Le PDG d’Euronext, basé à Paris, le plus grand groupe boursier européen, a cherché à apaiser les inquiétudes des investisseurs en début de semaine, déclarant au Financial Times que ni la gauche ni la droite ne seraient en mesure de mettre en œuvre leurs politiques les plus extrêmes au milieu des freins et contrepoids du président. , les agences de notation et l’Union européenne.
Lundi, le protégé de 28 ans de Le Pen, Jordan Bardella, qui pourrait devenir Premier ministre en cas de forte performance du Rassemblement national, a fait marche arrière sur certaines mesures plus extrêmes, promettant de mettre en œuvre des plans de dépenses « raisonnables ». Cela comprend un objectif de ramener le déficit de la France à la limite de 3% du PIB fixée par l’UE.
Mais même avec des mesures budgétaires plus mesurées, le blocage parlementaire pourrait rendre ces mesures difficiles à mettre en œuvre. Bardella, pour sa part, a récemment souligné qu’il aurait « besoin d’une majorité absolue pour gouverner », dans le but de renforcer son soutien.
« Vous démarrez avec un déficit de 5,5%, une dette de 110%, vous ne pouvez rien faire pendant les trois prochaines années, ce qui signifie que les déficits ne baissent pas. Pour moi, c’est le plus gros problème auquel la France est confrontée en ce moment », a déclaré mardi Mohit Kumar, économiste financier en chef de Jefferies pour l’Europe, à l’émission « Squawk Box Europe » de CNBC.
Le même problème s’appliquerait probablement également à d’autres domaines politiques, un Rassemblement national élargi ne parvenant probablement pas à obtenir le soutien d’un grand nombre de ses projets clés. Cela, prévient Kumar, conduirait à une « paralysie politique ».
Il est peu probable que Marine Le Pen, par exemple, change sa position d’extrême droite et anti-immigration, une position qui serait mal vue par une alliance élargie de parlementaires d’extrême gauche. Dans le même temps, le centre s’est opposé aux projets de la droite en matière de criminalité et de sécurité.

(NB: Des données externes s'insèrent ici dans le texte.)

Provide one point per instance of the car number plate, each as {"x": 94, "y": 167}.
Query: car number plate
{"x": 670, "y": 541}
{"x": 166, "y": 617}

La populiste Marine Le Pen pourrait cependant être disposée à modérer sa position sur d’autres questions telles que la coordination de l’UE et la politique budgétaire, à l’image de la Première ministre nationaliste italienne, Giorgia Meloni, à qui l’on attribue souvent des relations fonctionnelles avec ses pairs pro-UE.
« (Le Pen) s’est montré eurosceptique, mais je pense qu’il y a une nette atténuation des opinions », a déclaré Kumar. « À cet égard, peut-être qu’elle ressemble davantage à Meloni. »
Schmieding a convenu que Le Pen pourrait devenir plus modérée si elle était élue, affirmant qu’elle pourrait canaliser sa Meloni intérieure afin de sécuriser le prix ultime : la présidence française de 2027.
Correction : Holger Schmieding est économiste en chef à la banque Berenberg. Une version antérieure avait mal orthographié son nom.